Même en cas d’avancées sur l’accord de libre-échange à l’issue du sommet, une ratification reste lointaine. « Il y a deux inconnues majeures, la déclaration additionnelle et la forme de l’accord. Actuellement, c’est un accord qui porte sur les compétences partagées entre l’Union européenne et les Etats membres, ce qui implique que le contenu soit validé par les parlements des Etats membres. Les accords commerciaux relèvent de la compétence exclusive de l’Union européenne et peuvent être directement ratifiés par les institutions européennes », analyse Mathilde Dupré.

Déjà à l’origine du blocage, le Parlement français pourrait de nouveau faire obstacle. L’Assemblée nationale a adopté à une large majorité, le 13 juin, une résolution s’opposant à la conclusion de l’accord commercial entre l’UE et le Mercosur. Une position partagée par le Sénat où la majorité sénatoriale a également déposé une résolution hostile à la version actuelle de l’accord. Présidente de la commission des affaires économiques, Sophie Primas (LR) souhaite « une pause dans les accords de libre-échange, tant que leur impact cumulé n’aura pas été dûment évalué, secteur par secteur ».

Le Parlement contourné ?

Pour éviter cet écueil, la Commission européenne pourrait opter pour la division de l’accord. Une ligne rouge pour la sénatrice Anne-Catherine Loisier (UC) qui redoute « la pratique de la Commission européenne consistant à découper les accords commerciaux pour isoler les dispositions relevant de sa compétence exclusive de celles relevant d’une compétence partagée avec les États membres ». Une solution très sérieusement envisagée par la Commission européenne pas vraiment encline à ce que chaque Parlement national puisse bloquer la conclusion de l’accord. Si Sophie Primas exige « de soupeser davantage nos décisions et d’obtenir des garanties plus solides pour nos agriculteurs », la Commission européenne ne semble pas aligner sur cet impératif de transparence. « Une opacité aussi importante est difficilement acceptable et crée forcément des difficultés de ratification dans les Etats membres. On présente des accords qui ne sont pas négociables, à prendre ou à laisser, le mandat de négociation n’a jamais été rendu public », rappelle Mathilde Dupré.

 « La France doit insister pour que cette cohérence entre toutes les politiques européennes soit assurée »

Favorable au principe d’un accord commercial avec le Mercosur, le gouvernement français a freiné la ratification de l’accord et identifié trois lignes rouges, la déforestation, le respect des accords de Paris et la réciprocité des normes environnementales et sanitaires aussi appelées clauses miroirs.

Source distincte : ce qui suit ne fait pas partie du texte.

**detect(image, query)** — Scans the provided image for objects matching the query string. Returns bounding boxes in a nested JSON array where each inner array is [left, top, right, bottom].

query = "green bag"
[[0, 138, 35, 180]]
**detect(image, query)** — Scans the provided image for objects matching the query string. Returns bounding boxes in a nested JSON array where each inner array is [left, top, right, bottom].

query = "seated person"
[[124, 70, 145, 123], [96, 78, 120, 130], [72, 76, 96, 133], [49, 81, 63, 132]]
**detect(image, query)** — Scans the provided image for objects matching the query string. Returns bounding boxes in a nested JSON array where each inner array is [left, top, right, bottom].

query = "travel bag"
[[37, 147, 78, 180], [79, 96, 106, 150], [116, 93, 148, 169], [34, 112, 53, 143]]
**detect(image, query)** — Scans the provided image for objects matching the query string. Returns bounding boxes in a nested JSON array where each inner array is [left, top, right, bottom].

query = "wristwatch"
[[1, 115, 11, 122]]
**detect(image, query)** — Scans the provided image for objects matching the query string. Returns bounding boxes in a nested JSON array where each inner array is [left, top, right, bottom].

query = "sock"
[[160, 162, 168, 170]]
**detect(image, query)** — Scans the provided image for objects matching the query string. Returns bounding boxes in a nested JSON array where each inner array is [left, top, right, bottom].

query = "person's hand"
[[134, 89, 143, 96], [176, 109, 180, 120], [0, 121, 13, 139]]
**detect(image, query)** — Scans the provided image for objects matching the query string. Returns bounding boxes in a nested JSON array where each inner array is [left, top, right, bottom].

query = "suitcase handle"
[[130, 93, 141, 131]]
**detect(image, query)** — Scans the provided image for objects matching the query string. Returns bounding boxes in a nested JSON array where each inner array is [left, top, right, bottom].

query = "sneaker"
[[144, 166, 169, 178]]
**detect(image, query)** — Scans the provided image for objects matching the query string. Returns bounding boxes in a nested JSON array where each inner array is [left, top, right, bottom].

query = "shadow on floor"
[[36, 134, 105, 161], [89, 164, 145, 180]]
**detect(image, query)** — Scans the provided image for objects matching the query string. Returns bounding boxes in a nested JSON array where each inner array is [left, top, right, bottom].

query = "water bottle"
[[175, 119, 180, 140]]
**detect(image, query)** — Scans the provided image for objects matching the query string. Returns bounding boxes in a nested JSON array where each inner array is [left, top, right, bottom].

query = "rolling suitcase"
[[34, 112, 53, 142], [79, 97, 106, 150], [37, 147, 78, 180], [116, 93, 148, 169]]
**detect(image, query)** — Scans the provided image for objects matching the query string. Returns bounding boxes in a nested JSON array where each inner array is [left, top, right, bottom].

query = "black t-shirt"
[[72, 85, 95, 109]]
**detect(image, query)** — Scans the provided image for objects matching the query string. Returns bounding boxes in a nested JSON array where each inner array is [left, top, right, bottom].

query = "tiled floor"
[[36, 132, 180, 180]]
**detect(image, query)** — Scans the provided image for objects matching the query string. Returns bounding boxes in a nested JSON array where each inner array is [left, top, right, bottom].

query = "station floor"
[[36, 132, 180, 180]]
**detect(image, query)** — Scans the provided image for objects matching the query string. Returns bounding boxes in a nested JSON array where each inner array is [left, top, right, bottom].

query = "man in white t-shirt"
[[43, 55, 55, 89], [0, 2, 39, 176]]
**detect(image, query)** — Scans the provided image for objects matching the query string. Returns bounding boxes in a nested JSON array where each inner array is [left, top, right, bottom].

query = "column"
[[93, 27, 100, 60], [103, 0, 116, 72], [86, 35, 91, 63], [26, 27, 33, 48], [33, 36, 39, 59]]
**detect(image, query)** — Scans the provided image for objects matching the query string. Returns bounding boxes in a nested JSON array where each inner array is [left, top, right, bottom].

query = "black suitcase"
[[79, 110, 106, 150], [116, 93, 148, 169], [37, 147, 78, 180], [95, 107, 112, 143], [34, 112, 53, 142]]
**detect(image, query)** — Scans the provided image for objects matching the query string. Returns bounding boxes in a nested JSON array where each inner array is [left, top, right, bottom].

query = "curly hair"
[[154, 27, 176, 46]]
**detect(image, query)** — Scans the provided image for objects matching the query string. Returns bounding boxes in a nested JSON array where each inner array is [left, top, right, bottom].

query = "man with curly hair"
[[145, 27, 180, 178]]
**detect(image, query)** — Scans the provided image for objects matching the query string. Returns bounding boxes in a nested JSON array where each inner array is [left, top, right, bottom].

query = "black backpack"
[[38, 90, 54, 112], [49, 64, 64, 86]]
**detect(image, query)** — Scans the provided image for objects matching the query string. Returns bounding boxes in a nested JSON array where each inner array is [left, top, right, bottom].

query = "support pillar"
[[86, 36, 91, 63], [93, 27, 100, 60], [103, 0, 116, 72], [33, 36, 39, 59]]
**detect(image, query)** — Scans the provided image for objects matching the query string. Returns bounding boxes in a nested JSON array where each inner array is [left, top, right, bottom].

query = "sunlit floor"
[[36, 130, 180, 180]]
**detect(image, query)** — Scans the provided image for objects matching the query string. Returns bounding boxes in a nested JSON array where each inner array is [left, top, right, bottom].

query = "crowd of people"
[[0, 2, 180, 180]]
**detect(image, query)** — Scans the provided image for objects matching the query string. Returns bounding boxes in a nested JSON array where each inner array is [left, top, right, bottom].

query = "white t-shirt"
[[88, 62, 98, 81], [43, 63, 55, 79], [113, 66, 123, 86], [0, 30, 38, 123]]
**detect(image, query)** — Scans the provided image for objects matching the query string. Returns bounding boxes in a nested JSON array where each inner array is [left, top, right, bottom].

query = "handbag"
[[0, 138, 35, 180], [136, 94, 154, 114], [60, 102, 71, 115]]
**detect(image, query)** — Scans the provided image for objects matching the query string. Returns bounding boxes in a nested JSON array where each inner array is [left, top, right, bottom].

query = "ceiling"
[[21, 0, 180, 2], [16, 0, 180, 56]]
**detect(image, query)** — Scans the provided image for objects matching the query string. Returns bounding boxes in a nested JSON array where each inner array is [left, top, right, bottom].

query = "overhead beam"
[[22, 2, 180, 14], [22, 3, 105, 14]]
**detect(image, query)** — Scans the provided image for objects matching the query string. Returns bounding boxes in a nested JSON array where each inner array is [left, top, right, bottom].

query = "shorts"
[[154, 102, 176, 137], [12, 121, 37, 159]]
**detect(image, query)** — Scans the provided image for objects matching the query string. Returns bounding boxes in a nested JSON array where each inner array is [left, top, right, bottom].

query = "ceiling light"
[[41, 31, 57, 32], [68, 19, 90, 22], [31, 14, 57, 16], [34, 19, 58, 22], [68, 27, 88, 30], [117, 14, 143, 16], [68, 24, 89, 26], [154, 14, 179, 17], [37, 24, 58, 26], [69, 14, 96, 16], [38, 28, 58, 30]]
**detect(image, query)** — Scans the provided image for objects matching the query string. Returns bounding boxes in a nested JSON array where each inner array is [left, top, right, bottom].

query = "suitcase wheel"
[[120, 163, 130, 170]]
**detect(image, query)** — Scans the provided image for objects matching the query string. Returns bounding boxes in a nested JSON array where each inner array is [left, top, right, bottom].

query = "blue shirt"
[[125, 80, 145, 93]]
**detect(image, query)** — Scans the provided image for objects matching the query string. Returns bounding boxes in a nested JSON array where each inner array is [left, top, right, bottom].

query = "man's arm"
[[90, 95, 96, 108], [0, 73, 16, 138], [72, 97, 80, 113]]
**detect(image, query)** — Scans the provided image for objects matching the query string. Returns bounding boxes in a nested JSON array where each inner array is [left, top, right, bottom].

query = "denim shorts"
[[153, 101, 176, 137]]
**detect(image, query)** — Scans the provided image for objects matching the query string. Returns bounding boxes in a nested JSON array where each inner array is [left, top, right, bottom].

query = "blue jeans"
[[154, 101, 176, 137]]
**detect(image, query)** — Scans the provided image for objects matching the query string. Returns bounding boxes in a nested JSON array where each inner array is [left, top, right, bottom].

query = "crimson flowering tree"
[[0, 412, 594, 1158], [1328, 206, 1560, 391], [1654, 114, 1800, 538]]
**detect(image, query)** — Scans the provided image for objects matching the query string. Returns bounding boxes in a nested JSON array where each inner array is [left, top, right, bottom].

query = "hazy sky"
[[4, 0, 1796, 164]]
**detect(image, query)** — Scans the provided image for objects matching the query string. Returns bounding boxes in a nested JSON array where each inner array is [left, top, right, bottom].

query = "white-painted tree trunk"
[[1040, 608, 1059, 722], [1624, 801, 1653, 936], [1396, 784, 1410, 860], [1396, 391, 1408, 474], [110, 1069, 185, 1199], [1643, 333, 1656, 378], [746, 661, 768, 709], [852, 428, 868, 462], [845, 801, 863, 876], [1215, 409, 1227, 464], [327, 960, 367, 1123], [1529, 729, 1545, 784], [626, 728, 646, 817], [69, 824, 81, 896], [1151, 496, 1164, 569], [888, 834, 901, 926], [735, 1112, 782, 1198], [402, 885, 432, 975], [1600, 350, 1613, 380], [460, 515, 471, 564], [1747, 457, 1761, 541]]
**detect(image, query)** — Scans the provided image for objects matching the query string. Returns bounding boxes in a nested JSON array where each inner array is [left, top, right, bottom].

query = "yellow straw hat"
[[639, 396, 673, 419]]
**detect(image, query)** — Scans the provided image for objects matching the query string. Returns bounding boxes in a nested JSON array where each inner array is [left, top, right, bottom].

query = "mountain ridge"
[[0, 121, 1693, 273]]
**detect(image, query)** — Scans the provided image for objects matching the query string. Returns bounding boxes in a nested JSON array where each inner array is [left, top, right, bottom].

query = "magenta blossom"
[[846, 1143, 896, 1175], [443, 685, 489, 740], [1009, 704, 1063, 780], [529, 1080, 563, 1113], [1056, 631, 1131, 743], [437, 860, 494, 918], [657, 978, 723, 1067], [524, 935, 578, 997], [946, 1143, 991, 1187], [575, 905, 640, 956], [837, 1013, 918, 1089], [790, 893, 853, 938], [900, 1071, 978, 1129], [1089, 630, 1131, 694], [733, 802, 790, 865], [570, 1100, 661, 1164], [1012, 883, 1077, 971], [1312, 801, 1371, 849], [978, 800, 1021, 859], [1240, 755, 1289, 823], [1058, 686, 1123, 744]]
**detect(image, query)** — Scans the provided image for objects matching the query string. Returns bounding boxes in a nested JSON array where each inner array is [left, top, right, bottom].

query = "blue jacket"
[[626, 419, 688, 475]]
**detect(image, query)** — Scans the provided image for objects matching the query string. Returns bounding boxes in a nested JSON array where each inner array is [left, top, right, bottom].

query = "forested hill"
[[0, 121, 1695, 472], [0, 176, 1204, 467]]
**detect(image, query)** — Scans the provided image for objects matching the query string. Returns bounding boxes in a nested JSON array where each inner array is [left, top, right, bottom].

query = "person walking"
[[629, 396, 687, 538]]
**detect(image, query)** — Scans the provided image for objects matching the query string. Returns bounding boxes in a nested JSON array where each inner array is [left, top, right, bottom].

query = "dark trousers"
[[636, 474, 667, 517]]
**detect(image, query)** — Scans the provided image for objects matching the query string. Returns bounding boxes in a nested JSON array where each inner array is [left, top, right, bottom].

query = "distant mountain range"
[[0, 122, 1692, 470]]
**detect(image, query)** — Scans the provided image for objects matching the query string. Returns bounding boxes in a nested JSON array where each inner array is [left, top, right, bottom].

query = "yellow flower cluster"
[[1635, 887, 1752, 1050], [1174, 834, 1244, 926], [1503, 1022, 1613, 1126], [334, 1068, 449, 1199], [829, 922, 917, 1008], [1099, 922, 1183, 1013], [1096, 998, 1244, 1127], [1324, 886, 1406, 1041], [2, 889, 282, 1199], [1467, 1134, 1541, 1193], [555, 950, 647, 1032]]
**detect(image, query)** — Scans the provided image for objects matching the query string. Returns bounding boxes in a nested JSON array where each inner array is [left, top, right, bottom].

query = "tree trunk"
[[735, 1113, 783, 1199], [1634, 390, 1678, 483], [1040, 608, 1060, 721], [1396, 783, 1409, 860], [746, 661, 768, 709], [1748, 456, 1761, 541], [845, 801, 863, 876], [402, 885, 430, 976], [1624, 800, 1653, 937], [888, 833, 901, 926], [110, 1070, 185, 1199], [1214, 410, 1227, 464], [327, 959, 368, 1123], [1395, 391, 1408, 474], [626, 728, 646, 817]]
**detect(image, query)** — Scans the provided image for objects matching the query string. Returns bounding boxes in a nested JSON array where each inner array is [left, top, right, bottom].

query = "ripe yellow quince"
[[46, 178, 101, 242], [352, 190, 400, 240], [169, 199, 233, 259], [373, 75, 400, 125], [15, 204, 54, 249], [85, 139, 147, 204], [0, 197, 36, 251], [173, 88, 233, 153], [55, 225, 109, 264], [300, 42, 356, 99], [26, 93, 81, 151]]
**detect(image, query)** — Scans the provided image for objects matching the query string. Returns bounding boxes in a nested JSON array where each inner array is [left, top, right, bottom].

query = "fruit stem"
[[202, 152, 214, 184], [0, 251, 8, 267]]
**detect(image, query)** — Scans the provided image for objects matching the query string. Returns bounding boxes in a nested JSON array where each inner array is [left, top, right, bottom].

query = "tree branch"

En effet, l’existence de normes environnementales peu contraignantes, comme au Brésil, interpelle quant à la cohérence de l’action de l’Union européenne en la matière. Alors que l’Union européenne vise la réduction de 55 % de ses émissions de gaz à effet de serre d’ici 2030, un partenariat commercial avec le Mercosur portant principalement sur l’agriculture pourrait contrarier la crédibilité des engagements européens. « La France doit insister pour que cette cohérence entre toutes les politiques européennes soit assurée, en restant ferme dans la négociation avec le Mercosur d’un instrument additionnel sans lequel un accord serait inadmissible », juge Jean-François Rapin (LR), président de la commission des affaires européennes du Sénat.

Sur la déforestation, la conclusion de l’accord pourrait contredire les derniers engagements européens en la matière avec l’adoption récente d’un règlement européen interdisant la déforestation importée. Les dispositions permettent d’exclure du marché européen des produits alimentaires issus de la déforestation. Une nouvelle contradiction d’après Mathilde Dupré qui estime que « le règlement n’a pas encore fait ses preuves. Mais actuellement il y a un élément clair, l’accord commercial encourage la productivité dans le Mercosur, donc on crée aussi les conditions d’un accroissement de la déforestation ».